Kapitalist gelişmeye bağlı olarak, tarımda çalışanların
saysısı azalmaktadır.
“Hindistan'daki
93.09 milyon tarım hanesinin yüzde 82'si şaşırtıcı bir şekilde
küçük ve marjinal çiftçilerden oluşuyor ve genellikle iki
hektardan daha az araziye sahipler. Önemlerine rağmen, Hintli
çiftçilerin ortalama aylık geliri ayda 125 ABD Doları civarında
seyrediyor; bu, aylık 200 ABD Doları olan ulusal ortalama kişi
başına gelirin çok altında.”
Emperyalizm,
işçi sınıfı ve köylülüğün zenginliği değil, bir avuç
kapitalist tekelci burjuvazinin zenginliği ve yağma düzenidir.
Genel anlamda halkın ise yoksullaşmasının artması demeketir.
Bazı küçük burjuva düşünce tarzına sahip olanlar,
emperyalizmi genel anlamda kitlelerin “zenginliği” olarak görme
yanlışına düşebiliyorlar. Ya da Hindistan’daki derin
yoksullaşmaya bakarak, bu
ülkenin
ekonomisi değerlendirilebiliyor. Geniş ve derin yoksulluğun
üzerinde Hindistan burjuvazisinin uluslararası alana yayılan
sermayesi yükseliyor. Bu görülmezden geliniyor.
Örneğin
gıda endistürüsi, yabancı sermaye çeken önemli yatırım
alanlarından biridir. Hindistan ticaret bakanlığının verilerine
göre:
“2000-Eylül
2023 arasında kümülatif olarak yaklaşık 12,35 milyar ABD Doları
tutarında Doğrudan Yabancı Yatırım (DYY) sermaye girişi
çekmiştir.
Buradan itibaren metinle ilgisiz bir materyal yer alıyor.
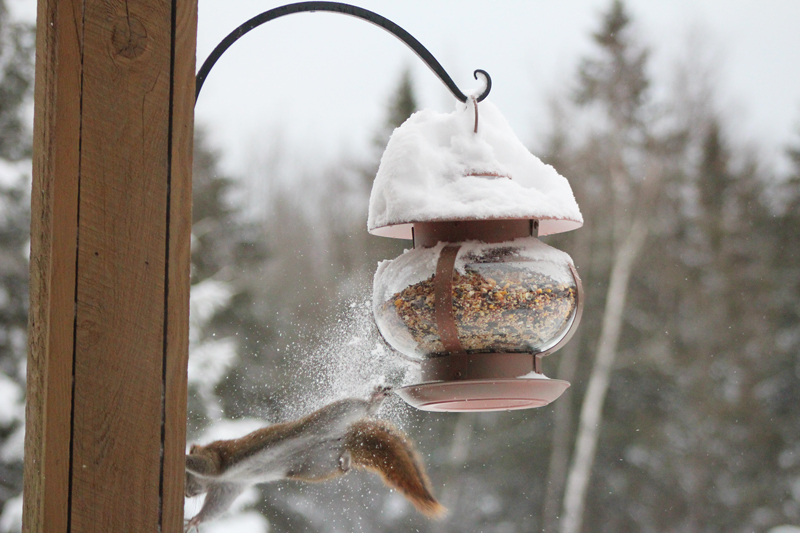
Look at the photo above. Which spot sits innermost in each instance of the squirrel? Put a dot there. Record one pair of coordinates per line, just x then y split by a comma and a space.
320, 446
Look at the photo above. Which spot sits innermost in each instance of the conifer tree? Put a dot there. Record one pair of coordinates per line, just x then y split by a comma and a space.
16, 77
Bu, toplam DYY sermaye yaıtırımının%1,89'a tekabül
etmektedir.”
Yabancı emperyalist sermaye feodal tarıma değil, kapitalist tarıma
ve en yüksek kar getiren ekonomik sektörlere yatırım yapar.
Hindistan'ın
GSYH'yıllara göre büyümesine
Bir
ülkenin GSYH'nın büyümesi de, o ülkede kapitalist gelişme ile
doğru orantılıdır. Hindistan'ın 2000 yılında GSYH'ı 469,4
milyar ABD'dolarından yıldan yıla artarak 2023 yılında 3 trilyon
572 milyar ABD doları olarak gerçekleşmiştir.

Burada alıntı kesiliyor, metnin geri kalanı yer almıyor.